During a breakup, it often feels like all these little nuanced sensations have totally hijacked everything from your self-confidence, to your overall view of the world. So, I’ll say it, we might need more than a Huffington Post article. Moreover, sometimes we need more than a Pilot article. What if I told you maybe the real comfort isn’t in that list of “11 Ways to Survive a Breakup”, but instead found within the fact that millions of people are banking on that random ass list. I’ll expand.

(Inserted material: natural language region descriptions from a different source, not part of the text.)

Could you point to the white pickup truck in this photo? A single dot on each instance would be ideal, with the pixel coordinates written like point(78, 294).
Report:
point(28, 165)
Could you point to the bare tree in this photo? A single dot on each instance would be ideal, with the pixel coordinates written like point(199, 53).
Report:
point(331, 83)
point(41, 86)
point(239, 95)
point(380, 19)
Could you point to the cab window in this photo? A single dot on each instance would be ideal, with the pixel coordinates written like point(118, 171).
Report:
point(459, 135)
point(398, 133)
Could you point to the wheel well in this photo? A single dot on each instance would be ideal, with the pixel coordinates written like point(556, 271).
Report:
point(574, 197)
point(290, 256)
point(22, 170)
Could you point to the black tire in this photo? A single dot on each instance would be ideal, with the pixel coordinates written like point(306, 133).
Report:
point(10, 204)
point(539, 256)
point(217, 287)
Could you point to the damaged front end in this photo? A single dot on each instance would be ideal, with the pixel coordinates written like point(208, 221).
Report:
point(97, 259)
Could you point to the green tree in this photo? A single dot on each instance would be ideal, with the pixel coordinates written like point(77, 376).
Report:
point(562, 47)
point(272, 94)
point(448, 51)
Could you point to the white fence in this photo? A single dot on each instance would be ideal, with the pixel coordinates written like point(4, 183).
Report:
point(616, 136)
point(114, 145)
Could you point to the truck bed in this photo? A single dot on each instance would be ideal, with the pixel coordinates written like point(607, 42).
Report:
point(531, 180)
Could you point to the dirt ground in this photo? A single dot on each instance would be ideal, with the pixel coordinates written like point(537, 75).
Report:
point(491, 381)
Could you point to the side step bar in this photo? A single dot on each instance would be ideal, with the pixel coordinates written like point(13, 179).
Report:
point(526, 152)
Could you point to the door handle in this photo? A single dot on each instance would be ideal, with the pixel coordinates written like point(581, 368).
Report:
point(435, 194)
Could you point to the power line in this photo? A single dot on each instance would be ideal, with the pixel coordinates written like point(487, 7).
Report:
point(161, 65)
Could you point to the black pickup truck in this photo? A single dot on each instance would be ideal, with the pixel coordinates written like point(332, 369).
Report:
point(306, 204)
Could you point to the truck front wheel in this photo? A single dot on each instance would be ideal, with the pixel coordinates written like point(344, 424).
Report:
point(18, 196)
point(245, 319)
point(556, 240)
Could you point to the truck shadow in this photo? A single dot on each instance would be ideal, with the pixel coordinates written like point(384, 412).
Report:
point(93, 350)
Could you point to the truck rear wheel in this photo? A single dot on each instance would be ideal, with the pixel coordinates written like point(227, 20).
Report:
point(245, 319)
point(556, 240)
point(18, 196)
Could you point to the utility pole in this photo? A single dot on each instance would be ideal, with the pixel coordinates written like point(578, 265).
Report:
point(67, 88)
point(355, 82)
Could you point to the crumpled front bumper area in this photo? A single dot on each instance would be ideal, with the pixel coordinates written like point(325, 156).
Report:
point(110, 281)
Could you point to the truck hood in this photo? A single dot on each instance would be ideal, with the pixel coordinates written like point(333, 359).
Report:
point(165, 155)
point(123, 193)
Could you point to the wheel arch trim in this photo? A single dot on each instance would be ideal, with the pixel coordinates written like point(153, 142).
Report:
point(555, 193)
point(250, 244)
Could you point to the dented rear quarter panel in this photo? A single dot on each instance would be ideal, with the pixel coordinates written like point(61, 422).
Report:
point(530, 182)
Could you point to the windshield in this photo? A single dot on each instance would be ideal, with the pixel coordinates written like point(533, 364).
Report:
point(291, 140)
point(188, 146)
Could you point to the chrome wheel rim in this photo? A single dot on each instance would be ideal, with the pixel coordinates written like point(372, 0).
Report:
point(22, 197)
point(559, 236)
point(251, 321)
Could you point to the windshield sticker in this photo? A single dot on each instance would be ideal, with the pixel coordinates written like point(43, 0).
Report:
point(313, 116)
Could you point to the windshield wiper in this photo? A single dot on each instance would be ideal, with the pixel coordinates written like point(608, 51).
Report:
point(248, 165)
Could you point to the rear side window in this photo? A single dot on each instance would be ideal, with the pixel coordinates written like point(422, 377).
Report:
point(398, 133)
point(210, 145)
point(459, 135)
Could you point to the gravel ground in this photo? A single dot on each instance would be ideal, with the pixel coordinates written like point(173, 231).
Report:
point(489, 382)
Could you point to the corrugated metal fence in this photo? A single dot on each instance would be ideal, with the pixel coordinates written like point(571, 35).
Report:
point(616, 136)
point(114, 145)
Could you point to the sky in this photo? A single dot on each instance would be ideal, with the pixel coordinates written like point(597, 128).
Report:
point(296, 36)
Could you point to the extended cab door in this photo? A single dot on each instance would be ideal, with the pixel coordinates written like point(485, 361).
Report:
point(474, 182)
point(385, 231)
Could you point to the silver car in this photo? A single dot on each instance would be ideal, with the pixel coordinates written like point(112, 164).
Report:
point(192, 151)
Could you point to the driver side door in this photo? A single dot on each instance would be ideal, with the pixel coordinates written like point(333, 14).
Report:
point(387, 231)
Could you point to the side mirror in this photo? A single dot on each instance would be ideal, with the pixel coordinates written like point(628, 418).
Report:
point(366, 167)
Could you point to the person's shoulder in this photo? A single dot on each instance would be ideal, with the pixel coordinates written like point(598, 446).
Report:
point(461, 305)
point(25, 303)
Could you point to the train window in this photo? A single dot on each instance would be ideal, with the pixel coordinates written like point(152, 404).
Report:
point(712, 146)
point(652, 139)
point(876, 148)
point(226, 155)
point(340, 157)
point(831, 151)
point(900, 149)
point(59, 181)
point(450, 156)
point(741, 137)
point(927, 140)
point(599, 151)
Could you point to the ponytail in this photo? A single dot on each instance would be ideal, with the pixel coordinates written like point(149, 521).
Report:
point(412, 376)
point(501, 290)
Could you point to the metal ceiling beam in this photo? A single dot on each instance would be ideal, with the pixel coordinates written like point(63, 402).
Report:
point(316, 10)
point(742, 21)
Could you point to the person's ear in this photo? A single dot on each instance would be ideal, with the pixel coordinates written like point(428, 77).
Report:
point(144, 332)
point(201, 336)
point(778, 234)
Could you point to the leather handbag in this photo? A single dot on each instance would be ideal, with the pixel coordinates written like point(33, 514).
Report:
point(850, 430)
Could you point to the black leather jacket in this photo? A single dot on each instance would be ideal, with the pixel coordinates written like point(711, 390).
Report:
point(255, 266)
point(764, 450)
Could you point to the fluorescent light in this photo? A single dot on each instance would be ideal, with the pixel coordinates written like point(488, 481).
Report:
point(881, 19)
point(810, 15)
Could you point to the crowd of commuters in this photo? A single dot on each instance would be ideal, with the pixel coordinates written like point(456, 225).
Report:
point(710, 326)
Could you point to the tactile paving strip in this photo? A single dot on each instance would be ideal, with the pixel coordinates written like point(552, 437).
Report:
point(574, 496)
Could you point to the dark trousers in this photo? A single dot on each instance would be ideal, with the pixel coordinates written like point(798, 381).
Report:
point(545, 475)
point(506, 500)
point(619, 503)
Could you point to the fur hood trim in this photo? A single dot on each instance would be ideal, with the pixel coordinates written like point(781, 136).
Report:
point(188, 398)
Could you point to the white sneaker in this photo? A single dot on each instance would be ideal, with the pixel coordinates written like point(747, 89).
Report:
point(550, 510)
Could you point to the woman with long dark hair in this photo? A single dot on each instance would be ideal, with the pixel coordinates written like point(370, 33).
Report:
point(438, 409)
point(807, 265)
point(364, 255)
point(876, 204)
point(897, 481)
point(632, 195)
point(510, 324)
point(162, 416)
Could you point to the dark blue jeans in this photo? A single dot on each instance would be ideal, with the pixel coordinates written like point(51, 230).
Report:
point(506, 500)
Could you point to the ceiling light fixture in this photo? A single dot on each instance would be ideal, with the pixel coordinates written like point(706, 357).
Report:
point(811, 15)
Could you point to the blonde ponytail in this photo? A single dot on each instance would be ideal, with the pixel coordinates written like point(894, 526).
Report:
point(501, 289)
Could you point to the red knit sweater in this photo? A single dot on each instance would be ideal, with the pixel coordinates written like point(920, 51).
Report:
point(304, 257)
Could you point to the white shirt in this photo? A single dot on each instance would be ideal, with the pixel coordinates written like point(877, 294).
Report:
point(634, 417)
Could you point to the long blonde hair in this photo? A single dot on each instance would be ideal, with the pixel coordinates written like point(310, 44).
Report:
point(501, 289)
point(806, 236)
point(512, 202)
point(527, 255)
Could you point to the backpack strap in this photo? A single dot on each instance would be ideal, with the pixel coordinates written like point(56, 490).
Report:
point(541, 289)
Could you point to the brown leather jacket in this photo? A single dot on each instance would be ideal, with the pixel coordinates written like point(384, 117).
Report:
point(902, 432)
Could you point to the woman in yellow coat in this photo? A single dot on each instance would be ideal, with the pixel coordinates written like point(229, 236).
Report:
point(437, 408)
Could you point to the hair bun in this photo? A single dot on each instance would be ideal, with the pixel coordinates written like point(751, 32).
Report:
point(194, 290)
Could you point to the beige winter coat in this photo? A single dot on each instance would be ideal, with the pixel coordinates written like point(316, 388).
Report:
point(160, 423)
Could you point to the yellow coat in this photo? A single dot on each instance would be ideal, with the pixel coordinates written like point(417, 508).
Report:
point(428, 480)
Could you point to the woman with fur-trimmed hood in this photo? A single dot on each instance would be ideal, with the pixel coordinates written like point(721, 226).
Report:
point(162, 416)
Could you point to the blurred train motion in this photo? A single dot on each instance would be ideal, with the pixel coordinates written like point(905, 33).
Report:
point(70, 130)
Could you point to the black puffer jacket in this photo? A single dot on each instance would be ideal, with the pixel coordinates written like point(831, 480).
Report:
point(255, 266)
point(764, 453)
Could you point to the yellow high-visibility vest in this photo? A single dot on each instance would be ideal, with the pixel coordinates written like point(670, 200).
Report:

Maybe, just maybe, the point isn’t to dissect these things and research them like they’re some sort of current event. Maybe, it’s just to try and relate to each other, and even surrender to the confusion that love can bring about. After all, albeit more positive, you’ve just experienced some of the deepest feelings that love has to offer. You know the hold it can have first-hand, so instead of desperately clinging onto some magical advice to get over it, maybe you let it run its course— and in the mean time, we can act as spectators together.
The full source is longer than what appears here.